Maduro’ya karşı yapılan suikast girişiminin ikincisi bu. ABD ya da Pentogon ya da CİA’yi suçlamak mümkün değil, çünkü bu bir özel şirket ve suç işlemiş olsa da ABD toprakları dışında bu suçu işlediği için yaptırımı yok. İşkenceleriyle ünlenen Ebu Garip’te Irak’lı kadın ve erkek yüzlerce masum insana işkence eden, insanlık dışı muameleye tabi tutan ve tecavüz eden 34  askerin 27’si de Blackwather şirketine ait paralı askerlerdi ve bunları suçlayacak bir makam da yoktu.

Afganistan, Irak, Venezuela, Bosna, Libya hatta Türkiye de görev yapan binlerce paralı profesyonel asker olduğu biliniyor. Bunların çoğu da görev yaptığı ülkelerden ya da başka ülkelerden devşirilen askerler. Bunlar, suçlu olduğunu düşündükleri her insanı, bulunduğu ülkeden (ABD, İngiltere, Fransa, Irak, Türkiye, Mısır, Libya ya da İtalya) bir gece ansızın alıp, sorgu uçakları ya da gemileriyle aylarca uluslararası sularda sorgulamakta ya da kendilerine ait özel ada hapishanelerinde sorgu adı altında işkenceye tabi tutabiliyorlar. Bir dönem Türkiye’de moda halinde seri yazılar yazılmış; gizli uçaklar, adam kaçırmalar, sorgu adaları ya da hapishaneleri ve işkenceler gündeme gelmişti. Bir süredir bu yazıların medyada yer almaması da dikkat çekiyor.

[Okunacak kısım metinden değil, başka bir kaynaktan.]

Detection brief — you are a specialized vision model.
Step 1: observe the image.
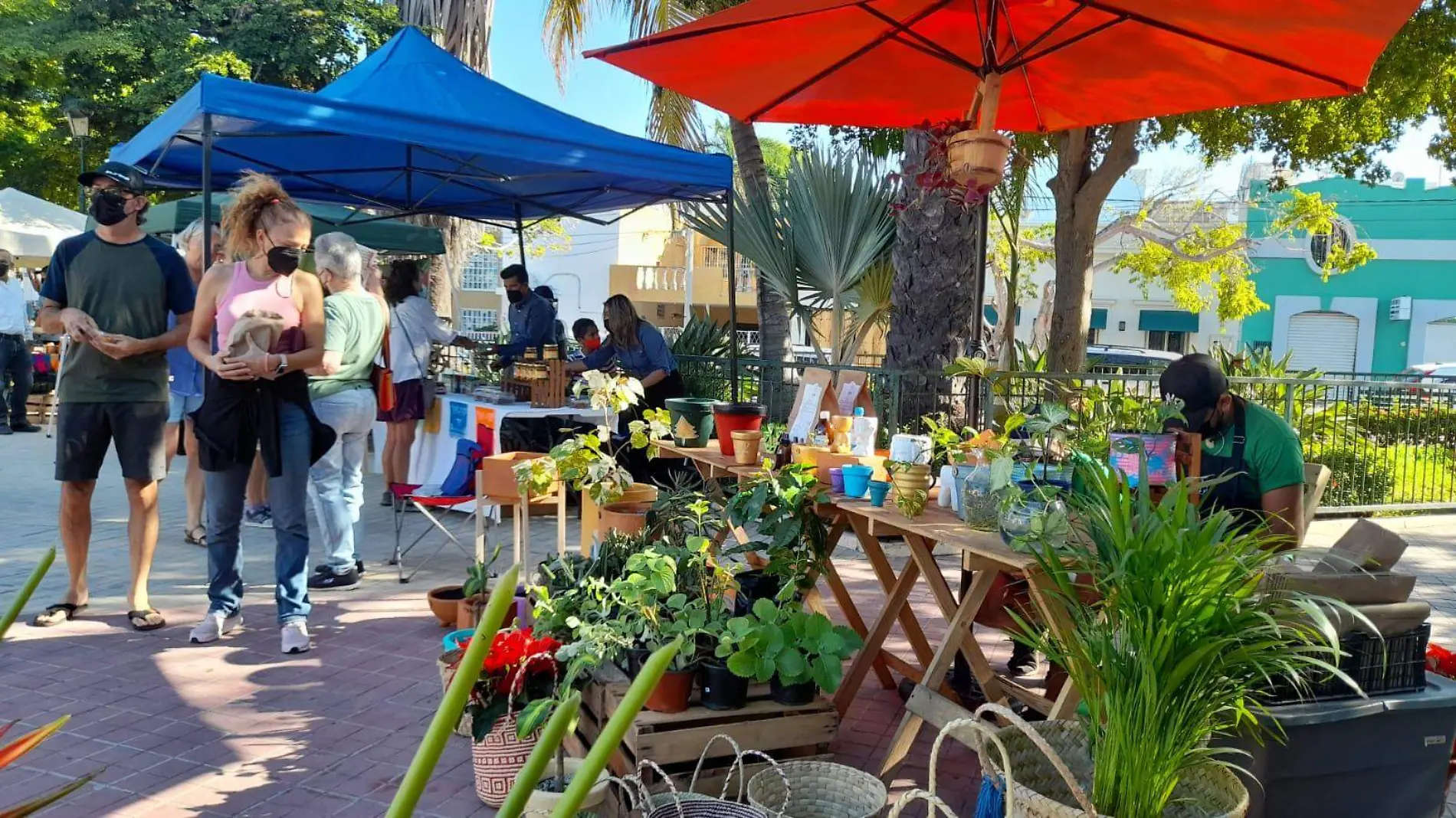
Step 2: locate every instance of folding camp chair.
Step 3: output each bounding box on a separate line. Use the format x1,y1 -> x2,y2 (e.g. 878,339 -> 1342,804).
389,438 -> 485,582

ABD, artık kendi ordusu ve askeriyle askeriyle savaşmak yerine, savaşı da özelleştirmiş durumda.  Bu sürecin 2011 sonrası yaşanması dönüm noktası olarak kabul ediliyor. Bu da bir bakıma Friedman’in istediği gibi bir kapitalizm ve demokrasi havariliğinin özeti durumunda İster istemez insanın aklına şu soru geliyor:

ABD FONLUYOR BLAKWATER VURUYOR

Türkiye’de 15 Temmuz akşamı denenen kalkışmanın arkasında da özel şirketler, paralı profesyonel askerler ve devşirme askerler var mı? Eskiden bizim çocuklar yapıyordu, gerçi kimdi bu “bizim çocuklar”, bilen yok ancak, şimdi her şey  “bizim şirketler yapıyor sözlerine” evrildi. Bir habere dikkat çekmek gerekli: “2001 Afganistan ve 2003 Irak operasyonlarından başlayarak, son 17 yılda harcanan operasyon gideri 8 trilyon dolar.” (Kerem Alkin, Sabah, 26 Aralık 2018) “Habere göre, ‘daha önce Irak'ta kullanılan Blackwater benzeri bir şirket olan Castle International'a ait sosyal medya hesaplarında şirkete bağlı ağır silahlarla donatılmış komandoların YPG'lilerle yan yana savaştığı ve eğitim verdiği görüldüğü' öne sürülüyor. Şirketin Instagram hesabında ise ABD hükümeti ve bağlı birimlere çözüm hizmetleri verdikleri söyleniyor.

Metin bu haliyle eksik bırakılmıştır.